It’s a sort of cat and mouse game that Amazon is playing with Flipkart.

In May, the global giant’s Indian arm had increased the referral rates it charges on sellers on its platform to 9 percent, prompting Flipkart too to announced similar steps.

Until then, Flipkart, the largest e-commerce platform in India was not charging any payment fees to its seller. However, when it announced payment fees, it was reported to be slightly higher than its competitors at Rs 15-Rs 30 per order depending on price of goods of sellers, reported Times of India.

The increase in sellers charges on Flipkart, after Amazon’s move earlier, was to be effective three days from now. Snapdeal, the other major e-commerce player, had then in fact cut its commission to sellers in a bid to buoy up its sales.

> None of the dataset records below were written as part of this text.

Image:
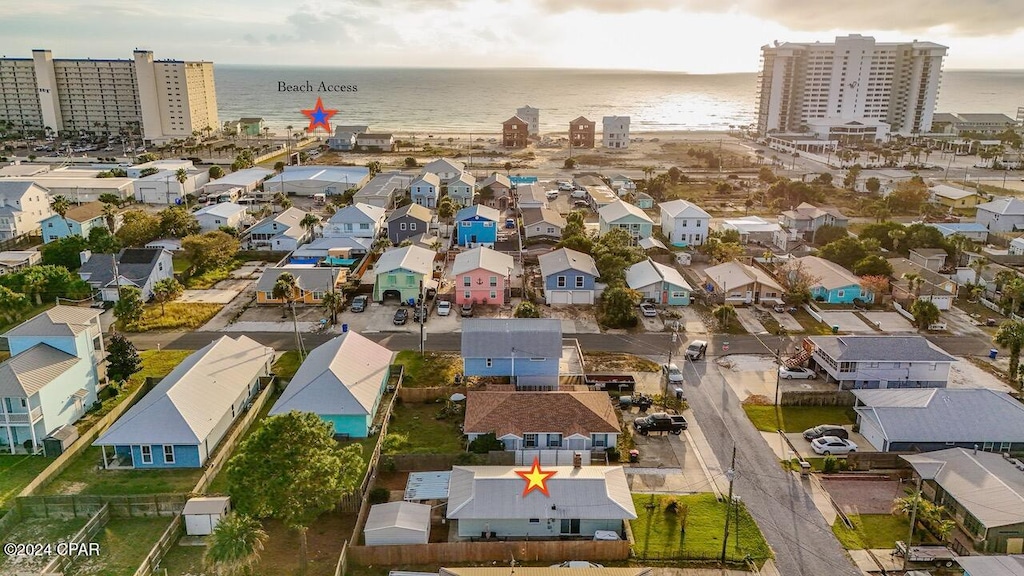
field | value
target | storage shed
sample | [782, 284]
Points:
[203, 513]
[397, 523]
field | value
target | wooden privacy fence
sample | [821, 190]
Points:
[462, 552]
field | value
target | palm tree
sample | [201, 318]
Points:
[235, 544]
[1011, 335]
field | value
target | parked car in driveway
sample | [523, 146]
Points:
[828, 445]
[798, 373]
[826, 429]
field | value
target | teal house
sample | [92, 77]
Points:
[399, 271]
[342, 381]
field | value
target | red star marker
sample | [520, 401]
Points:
[320, 116]
[536, 479]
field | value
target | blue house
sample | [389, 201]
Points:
[179, 423]
[525, 350]
[569, 277]
[341, 381]
[476, 225]
[78, 220]
[52, 376]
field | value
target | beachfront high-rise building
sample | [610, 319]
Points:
[853, 78]
[156, 99]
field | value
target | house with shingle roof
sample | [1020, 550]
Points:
[543, 420]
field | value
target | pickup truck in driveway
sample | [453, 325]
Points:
[659, 421]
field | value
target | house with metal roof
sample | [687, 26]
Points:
[579, 502]
[525, 350]
[482, 276]
[52, 376]
[179, 423]
[984, 494]
[544, 420]
[658, 283]
[880, 362]
[899, 420]
[569, 277]
[141, 268]
[342, 381]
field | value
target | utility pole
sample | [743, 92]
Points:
[730, 475]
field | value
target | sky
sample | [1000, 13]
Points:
[693, 36]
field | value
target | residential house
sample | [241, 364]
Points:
[281, 232]
[569, 277]
[579, 502]
[542, 222]
[141, 268]
[425, 190]
[476, 225]
[496, 191]
[179, 423]
[525, 350]
[310, 284]
[658, 283]
[923, 420]
[932, 286]
[879, 362]
[216, 216]
[582, 132]
[462, 189]
[23, 206]
[544, 420]
[684, 222]
[444, 168]
[742, 284]
[410, 220]
[626, 216]
[79, 220]
[931, 258]
[531, 116]
[514, 132]
[342, 381]
[1001, 214]
[384, 190]
[951, 197]
[52, 376]
[833, 283]
[482, 276]
[615, 133]
[355, 220]
[401, 272]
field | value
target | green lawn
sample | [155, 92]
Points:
[659, 533]
[16, 470]
[432, 369]
[798, 418]
[426, 434]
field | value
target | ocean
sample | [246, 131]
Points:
[407, 100]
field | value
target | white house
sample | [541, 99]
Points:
[684, 222]
[615, 131]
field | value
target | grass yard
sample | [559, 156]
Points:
[432, 369]
[16, 470]
[176, 316]
[425, 433]
[798, 418]
[123, 544]
[658, 533]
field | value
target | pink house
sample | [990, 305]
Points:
[481, 277]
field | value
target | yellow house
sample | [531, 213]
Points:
[310, 284]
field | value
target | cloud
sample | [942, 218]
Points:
[967, 18]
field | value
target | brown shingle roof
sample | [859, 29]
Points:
[522, 412]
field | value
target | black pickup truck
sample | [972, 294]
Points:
[659, 421]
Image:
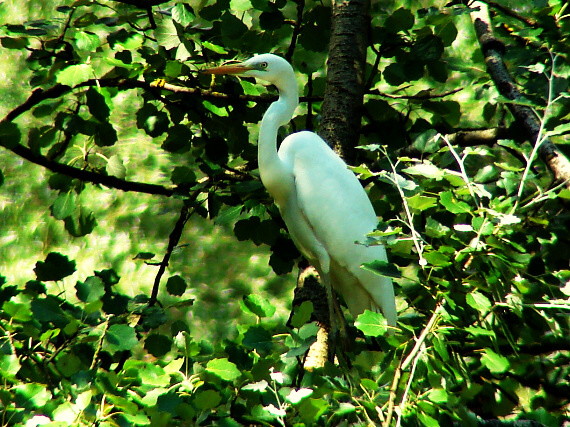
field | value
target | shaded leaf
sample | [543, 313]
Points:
[372, 324]
[55, 267]
[223, 368]
[75, 74]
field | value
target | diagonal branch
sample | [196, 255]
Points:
[88, 176]
[173, 240]
[493, 50]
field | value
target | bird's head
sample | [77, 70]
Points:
[268, 67]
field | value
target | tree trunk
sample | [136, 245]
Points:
[493, 50]
[342, 106]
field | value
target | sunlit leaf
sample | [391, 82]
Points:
[75, 74]
[223, 368]
[496, 363]
[371, 323]
[55, 267]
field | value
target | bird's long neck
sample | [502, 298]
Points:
[276, 177]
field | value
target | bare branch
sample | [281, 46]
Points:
[493, 50]
[423, 95]
[88, 176]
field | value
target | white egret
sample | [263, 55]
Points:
[324, 206]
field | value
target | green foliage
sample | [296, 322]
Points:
[477, 235]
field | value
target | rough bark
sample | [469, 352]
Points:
[493, 50]
[341, 117]
[342, 106]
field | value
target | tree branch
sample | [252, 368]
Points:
[342, 105]
[86, 175]
[173, 240]
[493, 50]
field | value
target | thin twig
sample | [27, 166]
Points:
[413, 357]
[540, 137]
[173, 240]
[416, 237]
[424, 95]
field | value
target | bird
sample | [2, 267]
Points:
[326, 210]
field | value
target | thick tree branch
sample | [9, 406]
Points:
[493, 50]
[86, 175]
[342, 105]
[173, 240]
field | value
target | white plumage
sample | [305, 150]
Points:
[326, 210]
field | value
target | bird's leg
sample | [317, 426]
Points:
[333, 327]
[338, 327]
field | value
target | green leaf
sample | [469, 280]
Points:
[91, 290]
[31, 396]
[183, 175]
[178, 139]
[176, 285]
[311, 410]
[97, 104]
[167, 34]
[55, 267]
[232, 29]
[478, 301]
[371, 324]
[223, 368]
[559, 130]
[420, 202]
[182, 13]
[17, 311]
[115, 167]
[438, 395]
[9, 134]
[152, 121]
[258, 338]
[400, 20]
[302, 314]
[214, 48]
[425, 169]
[9, 366]
[48, 310]
[80, 223]
[382, 268]
[75, 74]
[437, 259]
[64, 205]
[207, 399]
[86, 40]
[258, 305]
[105, 135]
[14, 42]
[157, 344]
[453, 205]
[496, 363]
[121, 337]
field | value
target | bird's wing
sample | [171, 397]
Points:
[338, 211]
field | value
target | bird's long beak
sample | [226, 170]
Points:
[239, 68]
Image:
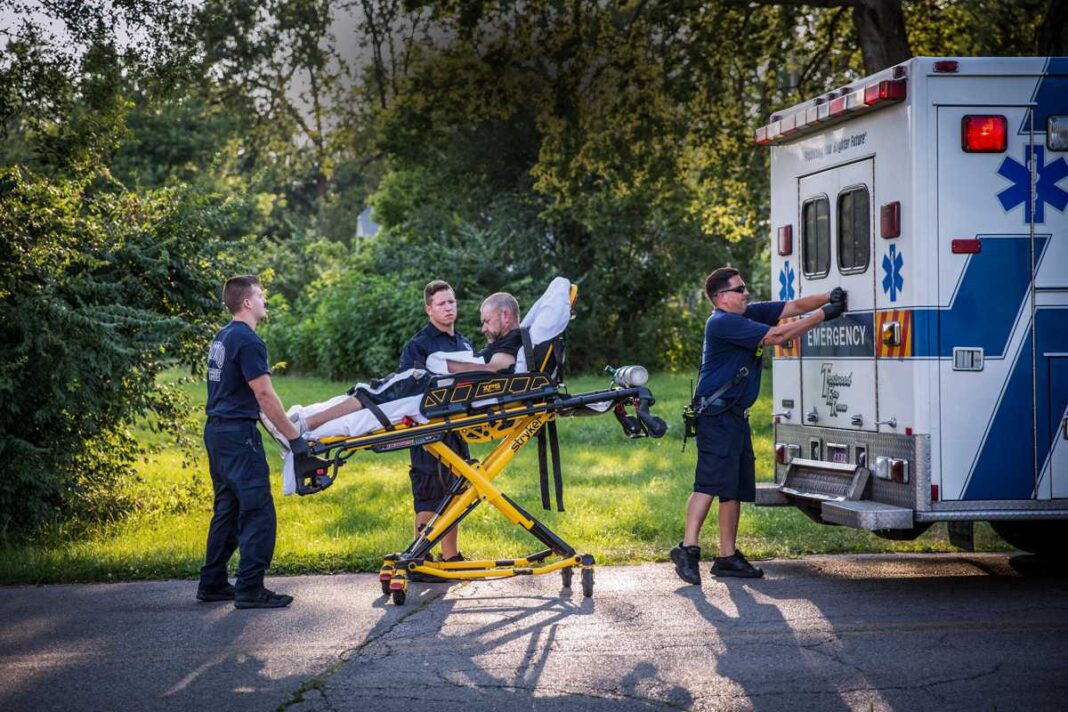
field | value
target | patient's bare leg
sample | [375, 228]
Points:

Amazon, however, has now gone ahead and slashed its sellers fees on smartphones and software by up to 7 percent. This would be effective from today (June 17) and would be applicable to a few categories such as electronics, personal computers, mobile devices, tablets, video games, video games consoles, music, musical instruments, educational and non-educational software, personal appliances, music. This was conveyed in an email to its sellers, reported the Economic Times.

What this reduction in sellers fees means is that sellers will now be able to pass on the reduced fees to consumers, thus benefiting the latter.

Amazon has not reduced the commission on lifestyle, apparel, fashion, home improvement and a few other categories.

Feeling the heat of the dominance of Chinese e-commerce giant Alibaba and US-based eBay on small items such as phone acccessories, Amazon had reduced its shipping costs on these items in the US, reported Business Standard.

What will happen next?

Flipkart, Snapdeal and Amazon are the largest players in the e-commerce space and compete closely with each other though Amazon leads the pack. In 2014-15, all three players had reported a combined loss of Rs 7,000 crore.

Amazon is rapidly extending its scope and usurping rapidly the space that the other two had.

Flipkart and Snapdeal, though numero unos as home-grown players in the e-commerce market are not at all profitable. Also, with the investors tightening their purse strings and funding narrowing down, they are on a tight leash.

Meanwhile, Amazon India is getting funds from its US parent, with its chief Jeff Bezos announcing this month he has earmarked $3 billion more for operations here. Including the incremental amount, the company’s total investment in the country will be $5 billion.

“…The investment will go towards enhancing our customer and seller experience, as we have done over the past three years,” Amazon India managing director Amit Agarwal had said in an interview.

With this latest move, Amazon expects its business in India to be its leading market overtaking its other foreign markets like Japan, Germany and UK.

Where will that leave Flipkart and Snapdeal? More importantly, will Flipkart be forced to roll back its intended payment fees on sellers due three days from now?

Interesting times indeed in the Indian e-commerce.